I have a 210 Gyuto from Bernal. Actually, the one from the magnetic knife rack IG post. The ones from Bernal dont have the weird ass wanna be TF choil/heel thing going on, which was what drew me to the Bernal ones in particular.

Super fun knife, definitely a cutter despite some small waves and bends.

For <$70 i think its worth getting your hands on one. The video of the guys in full asian squat grinding on the same angle grinder sitting on the floor makes me want to bootleg my own knife.

Mowgs


----------



## DitmasPork (Oct 3, 2019)

CulinaryCellist said:


> Hello, I'm looking to get just one more knife on the cheaper spectrum just to round out the start of my collection before I leave for bootcamp in December.. I've realized that I've bought all kinds of J knives except for a Gyuto, but as I am leaving fairly soon I don't want to shell out too much cash



Have you looked at Kintaro?
https://www.mtckitchen.com/kintaro-white-2-kurouchi-gyuto-210mm-8-2/

A chef I know loves his.
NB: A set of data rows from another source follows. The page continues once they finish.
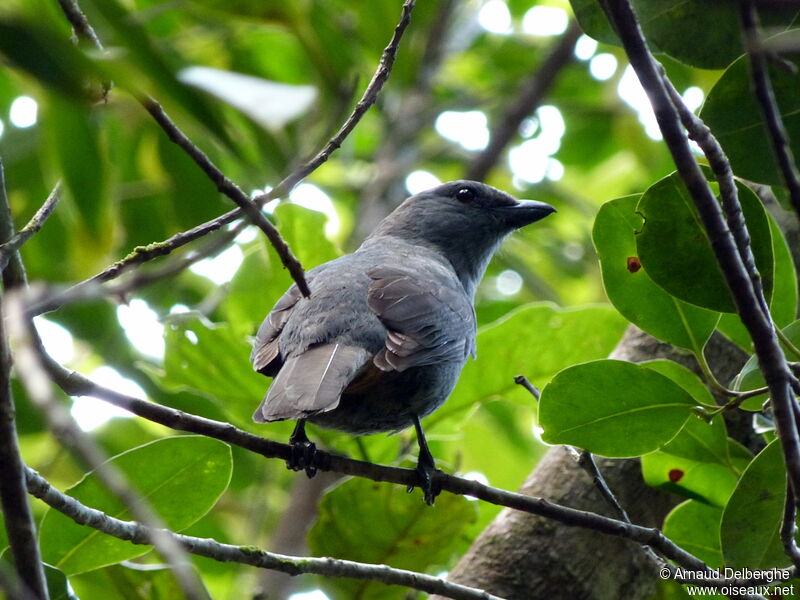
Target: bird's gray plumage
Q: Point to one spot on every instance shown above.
(387, 328)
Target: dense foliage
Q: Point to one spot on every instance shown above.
(625, 247)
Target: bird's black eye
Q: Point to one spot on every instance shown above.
(465, 195)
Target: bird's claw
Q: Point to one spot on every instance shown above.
(303, 452)
(302, 457)
(428, 481)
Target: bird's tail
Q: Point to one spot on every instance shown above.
(311, 382)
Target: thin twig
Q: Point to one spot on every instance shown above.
(80, 25)
(91, 290)
(248, 555)
(13, 497)
(75, 384)
(8, 248)
(528, 98)
(228, 188)
(368, 98)
(585, 459)
(721, 167)
(767, 347)
(587, 463)
(142, 254)
(62, 425)
(766, 100)
(789, 528)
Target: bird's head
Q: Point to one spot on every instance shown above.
(465, 221)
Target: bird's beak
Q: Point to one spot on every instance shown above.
(525, 212)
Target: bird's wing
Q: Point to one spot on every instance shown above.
(429, 319)
(311, 382)
(265, 355)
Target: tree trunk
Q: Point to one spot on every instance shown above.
(525, 557)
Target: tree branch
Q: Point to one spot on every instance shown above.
(16, 241)
(80, 25)
(142, 254)
(76, 384)
(66, 431)
(248, 555)
(228, 188)
(789, 528)
(721, 167)
(368, 98)
(528, 98)
(17, 513)
(759, 326)
(91, 289)
(766, 100)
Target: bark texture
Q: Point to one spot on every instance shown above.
(524, 557)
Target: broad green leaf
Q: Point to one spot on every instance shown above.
(751, 378)
(261, 279)
(783, 304)
(181, 478)
(752, 518)
(537, 341)
(675, 251)
(695, 463)
(685, 378)
(593, 21)
(694, 526)
(712, 25)
(212, 360)
(630, 288)
(613, 408)
(374, 522)
(735, 118)
(58, 587)
(304, 231)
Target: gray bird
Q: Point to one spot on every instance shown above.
(382, 339)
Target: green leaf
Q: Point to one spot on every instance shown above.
(783, 304)
(212, 360)
(734, 116)
(712, 25)
(675, 250)
(613, 408)
(751, 378)
(709, 482)
(694, 526)
(373, 522)
(537, 341)
(58, 587)
(630, 288)
(130, 34)
(695, 463)
(180, 477)
(593, 21)
(77, 144)
(751, 520)
(685, 378)
(45, 55)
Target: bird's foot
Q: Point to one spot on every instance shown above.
(303, 452)
(427, 474)
(428, 477)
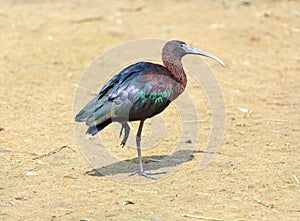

I saw them the other day in MTC, one of the best bang-for-buck knives out there IMO.


----------



## SeattleBen (Oct 3, 2019)

I bought a nakiri from them pretty shortly after they made their way to consumers here in the US. It was a fun project but had significant waviness at the blade edge. But for the $50USD I spent to get it to my door it seemed like a decent enough project knife to learn some things off of. I follow them on IG and it does seem that the quality of their blades has greatly improved since then.


----------